Le vetrine del Museo Riso diventano spazio espositivo per giovani artisti: prima installazione di Tindara Azzaro

Un “tramonto al contrario” che si pone come un anfitrione nei confronti dello spettatore. Che si ferma, osserva, si lascia trasportare in uno spazio senza tempo, un occhio aperto sulla strada che pare rimandare a qualcosa che si evolve all’interno, una struttura labirintica, una piega da va continuamente aperta e percorsa. È il primo intervento di Glass-room – arte in trasparenza, nuovo progetto proposto da CoopCulture a RISO, Museo d’arte moderna e contemporanea e all’Accademia di Belle Arti: la vetrina su strada si trasforma in uno spazio espositivo permanente e accessibile ventiquattr’ore su ventiquattro. Il front del RISO ha sempre ospitato interventi creativi – non ultimo “Tra cielo e terra” di Claire Fontaine - ma per la prima volta è oggetto di un progetto unitario a tappe di tre giovani artisti alle prese con materiali inusuali.

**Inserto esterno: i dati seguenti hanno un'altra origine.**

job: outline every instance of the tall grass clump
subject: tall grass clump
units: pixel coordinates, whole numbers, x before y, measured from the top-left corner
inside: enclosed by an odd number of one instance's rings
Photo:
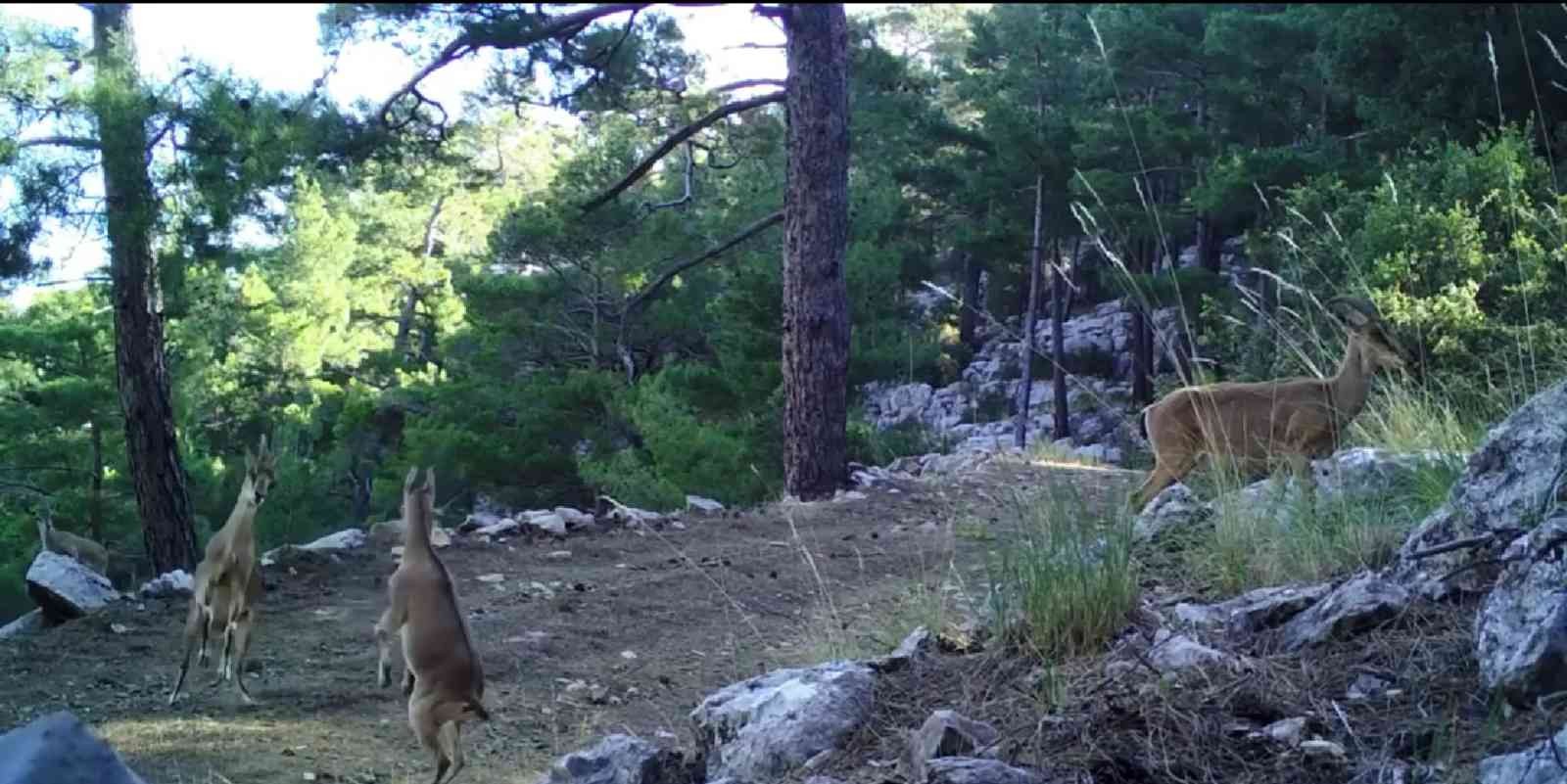
[[[1004,548],[990,556],[998,635],[1040,659],[1100,649],[1138,606],[1131,520],[1070,480],[1014,496]]]
[[[1290,582],[1318,582],[1390,563],[1409,532],[1442,501],[1462,459],[1399,471],[1376,491],[1315,498],[1282,469],[1243,491],[1239,474],[1211,471],[1211,526],[1178,545],[1183,571],[1224,596]]]

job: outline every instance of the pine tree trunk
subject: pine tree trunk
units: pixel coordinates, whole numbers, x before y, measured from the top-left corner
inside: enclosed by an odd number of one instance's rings
[[[1040,224],[1045,221],[1045,175],[1034,178],[1034,247],[1028,263],[1028,313],[1023,316],[1023,380],[1017,387],[1017,423],[1012,426],[1012,444],[1028,446],[1028,408],[1034,394],[1034,324],[1039,318],[1039,247]]]
[[[841,3],[788,6],[784,484],[831,496],[848,469],[849,33]]]
[[[116,380],[143,540],[161,574],[176,568],[194,571],[196,532],[163,355],[163,313],[152,252],[158,205],[147,175],[150,110],[139,89],[133,41],[130,6],[92,5],[97,58],[92,108],[108,205]]]
[[[1077,260],[1077,246],[1072,250]],[[1055,360],[1055,372],[1050,376],[1050,391],[1055,397],[1055,432],[1051,438],[1061,440],[1072,435],[1067,424],[1067,341],[1064,325],[1067,321],[1067,279],[1061,274],[1061,250],[1056,249],[1056,263],[1050,266],[1050,357]]]

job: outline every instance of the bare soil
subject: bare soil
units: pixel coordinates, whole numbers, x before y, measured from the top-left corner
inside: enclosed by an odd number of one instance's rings
[[[464,728],[462,778],[531,782],[606,732],[691,750],[688,714],[715,689],[884,653],[931,607],[983,595],[997,540],[957,530],[995,523],[1031,485],[1067,480],[1108,504],[1138,479],[998,463],[863,499],[688,513],[683,529],[646,535],[454,537],[442,559],[481,648],[492,715]],[[212,667],[193,664],[188,695],[169,707],[188,599],[121,602],[0,645],[0,731],[69,709],[161,784],[429,781],[404,698],[375,679],[371,626],[393,560],[384,548],[360,552],[265,570],[248,679],[257,706],[232,684],[208,687]]]

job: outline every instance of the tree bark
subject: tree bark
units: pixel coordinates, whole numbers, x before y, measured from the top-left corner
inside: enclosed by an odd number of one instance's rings
[[[1153,254],[1158,250],[1153,247],[1153,241],[1139,239],[1136,246],[1138,257],[1138,272],[1147,274],[1153,268]],[[1133,283],[1139,286],[1141,283]],[[1142,297],[1133,294],[1128,297],[1131,304],[1131,399],[1138,404],[1147,405],[1153,402],[1153,383],[1149,377],[1150,358],[1153,352],[1150,351],[1153,343],[1149,335],[1149,318],[1147,311],[1142,308]]]
[[[968,347],[979,347],[975,340],[975,327],[979,325],[979,260],[973,252],[964,250],[964,307],[957,311],[957,341]]]
[[[1012,444],[1020,451],[1028,446],[1028,408],[1034,394],[1034,324],[1039,318],[1039,233],[1045,221],[1045,175],[1034,178],[1034,246],[1028,263],[1028,311],[1023,316],[1023,379],[1017,387],[1017,423],[1012,426]]]
[[[157,573],[196,568],[196,526],[174,435],[169,368],[152,232],[157,200],[147,175],[147,95],[139,88],[130,6],[92,5],[97,58],[92,110],[103,155],[114,365],[125,413],[125,455],[143,541]]]
[[[92,437],[92,477],[88,479],[88,530],[92,541],[103,543],[103,427],[99,421],[88,421],[88,432]]]
[[[784,202],[784,484],[831,496],[848,469],[849,31],[841,3],[791,3]]]

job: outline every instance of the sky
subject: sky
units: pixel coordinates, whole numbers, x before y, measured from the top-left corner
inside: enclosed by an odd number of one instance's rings
[[[317,44],[317,14],[321,8],[320,3],[135,5],[132,25],[143,75],[152,83],[163,81],[179,69],[180,56],[190,55],[216,67],[232,67],[263,89],[304,92],[328,67],[326,55]],[[751,8],[751,3],[730,3],[660,9],[675,17],[686,41],[705,55],[708,85],[784,78],[784,50],[740,47],[784,42],[782,30],[754,16]],[[89,14],[75,3],[0,3],[0,14],[71,27],[83,41],[91,38]],[[447,66],[426,78],[422,89],[458,114],[462,91],[480,85],[484,63],[484,58],[469,58]],[[326,91],[340,105],[357,99],[379,103],[420,64],[390,44],[356,44],[343,50]],[[0,199],[6,196],[0,189]],[[52,232],[34,250],[53,260],[49,280],[67,282],[60,288],[71,288],[69,282],[80,280],[108,260],[100,238],[71,232]],[[11,302],[27,307],[38,291],[31,283],[17,286]]]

La prima a scendere in campo è così Maria Tindara Azzaro [Sant’Agata di Militello, 1999] che per la vetrina del RISO ha creato “Staffage” un mondo morbido fatto di pieghe, montagne immaginarie, stratificazioni modellate in polistirolo e rivestite di tessuti diversi che si dispongono in profondità, costruendo una scena che è insieme naturale e artificiale, reale e mentale. Influenzata da Gilles Deleuze la Azzaro si muove sulla soglia tra dentro e fuori, materia e percezione, costruendo un paesaggio da attraversare con lo sguardo prima ancora che con il corpo. La vetrina non mostra più oggetti – scrive Alessandro Pinto nell’introduzione al progetto - ma ne occulta la presenza: ciò che appare ha soltanto una parvenza di riconoscibilità formale che resta deliberatamente indeterminata. Al centro di “Staffage” - parola tedesca mutuata dal francese estaffage, “arredo”- un drappeggio trasparente sospeso come una pioggia o un banco di nebbia interrompe lo sguardo e lo rilancia verso altri rilievi sullo sfondo. La piega diventa struttura dello spazio e del tempo: increspa la superficie, modula la luce, trasforma il limite in accesso a una tridimensionalità interiore.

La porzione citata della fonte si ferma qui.